Plucker quadric
Idea
(include from Grassmanian)
A net in $Q$ is a linear embedding $\mathbb{P}^2\subset\mathbb{P}^5$ such that $$\mathbb{P}^2\subset Q\subset\mathbb{P}^5.$$
Let $\pi$ be a net. Consider three non-colinear points $p_1,p_2,p_3\in\pi$.
Lemma. If $p\in \mathbb{P}^k\subset Q\subset\mathbb{P}^N$, then $\mathbb{P}^k\subset T_p Q$.
It follows that $$\pi\subset T_{p_1}Q\cap T_{p_2}Q\cap T_{p_3}Q\cap Q.$$ Recall that $T_{p_i}Q\cap Q={l\subset\mathbb{P}^3\mid l\cap l_{p_i}\neq\emptyset}$, where $l$ is a projective line. So $$l_{p_1}\cap l_{p_2}\neq \emptyset,\quad l_{p_2}\cap l_{p_3}\neq \emptyset,\quad l_{p_1}\cap l_{p_3}\neq\emptyset.$$ These three lines could have three points of intersection with no common intersections (a $\beta$-net), or one point of common intersection (an $\alpha$-net).
Affine cell decomposition
We discuss the affine cell decomposition for $Q=Gr(2,4)$.
We can decompose projective space in the following way: $$\mathbb{P}^n=\mathbb{A}^n\cup\mathbb{A}^{n-1}\cup\dots\cup\mathbb{A}^1\cup\mathbb{A}^0$$ This decomposition has geometric meaning.

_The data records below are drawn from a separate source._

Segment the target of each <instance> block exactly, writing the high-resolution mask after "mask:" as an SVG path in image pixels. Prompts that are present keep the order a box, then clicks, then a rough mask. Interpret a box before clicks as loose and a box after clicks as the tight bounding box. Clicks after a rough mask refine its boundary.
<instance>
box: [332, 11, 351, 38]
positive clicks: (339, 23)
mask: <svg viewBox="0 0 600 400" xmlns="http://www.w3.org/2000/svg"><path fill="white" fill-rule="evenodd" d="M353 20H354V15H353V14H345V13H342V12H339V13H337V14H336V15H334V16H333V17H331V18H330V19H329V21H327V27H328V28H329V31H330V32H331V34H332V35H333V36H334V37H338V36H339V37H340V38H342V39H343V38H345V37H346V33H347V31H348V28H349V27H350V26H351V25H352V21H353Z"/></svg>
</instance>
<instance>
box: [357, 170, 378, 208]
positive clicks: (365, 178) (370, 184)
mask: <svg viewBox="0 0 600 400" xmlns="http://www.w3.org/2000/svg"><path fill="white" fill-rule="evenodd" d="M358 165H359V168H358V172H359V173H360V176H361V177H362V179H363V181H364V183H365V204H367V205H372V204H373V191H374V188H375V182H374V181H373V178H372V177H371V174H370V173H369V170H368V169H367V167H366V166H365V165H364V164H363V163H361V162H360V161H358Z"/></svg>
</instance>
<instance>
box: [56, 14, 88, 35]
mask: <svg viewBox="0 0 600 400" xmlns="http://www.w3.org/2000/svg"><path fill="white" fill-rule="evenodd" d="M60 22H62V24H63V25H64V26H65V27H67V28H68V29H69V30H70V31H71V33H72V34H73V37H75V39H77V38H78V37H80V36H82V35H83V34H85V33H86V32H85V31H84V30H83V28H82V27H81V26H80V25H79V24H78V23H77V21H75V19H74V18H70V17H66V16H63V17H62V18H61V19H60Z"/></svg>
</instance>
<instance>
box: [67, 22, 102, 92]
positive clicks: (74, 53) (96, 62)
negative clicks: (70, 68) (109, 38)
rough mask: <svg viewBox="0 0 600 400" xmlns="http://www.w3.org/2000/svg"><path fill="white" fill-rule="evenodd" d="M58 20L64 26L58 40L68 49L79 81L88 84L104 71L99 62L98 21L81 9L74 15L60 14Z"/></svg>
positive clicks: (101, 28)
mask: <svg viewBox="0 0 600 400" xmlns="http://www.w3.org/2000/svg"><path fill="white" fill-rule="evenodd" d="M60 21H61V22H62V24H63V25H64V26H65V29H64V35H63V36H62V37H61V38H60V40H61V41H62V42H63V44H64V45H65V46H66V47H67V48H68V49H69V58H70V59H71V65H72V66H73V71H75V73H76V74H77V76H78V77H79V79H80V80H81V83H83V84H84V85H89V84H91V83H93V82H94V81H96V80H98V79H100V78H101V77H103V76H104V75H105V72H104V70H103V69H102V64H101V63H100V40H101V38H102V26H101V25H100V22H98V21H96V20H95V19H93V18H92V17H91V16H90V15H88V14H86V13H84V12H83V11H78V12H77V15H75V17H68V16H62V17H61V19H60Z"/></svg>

Consider a point $p\in Q=Gr(2,4)$, and fix a projective subspace $H\subset T_pQ$ of codimension 1 (i.e. dimension 3) such that $p\not\in H$. Let $C= Q\cap T_pQ$. This is a quadric in $\mathbb{P}^4$, but is not smooth (in the sense that it has full rank). It has corank 1. So actually $C$ is a cone over $\mathbb{P}^1\times\mathbb{P}^1$. Now let $G=Q\cap H$. This is a smooth quadric. We may identify $G=\mathbb{P}^1\times\mathbb{P}^1$, so that $C$ is a cone over $G$.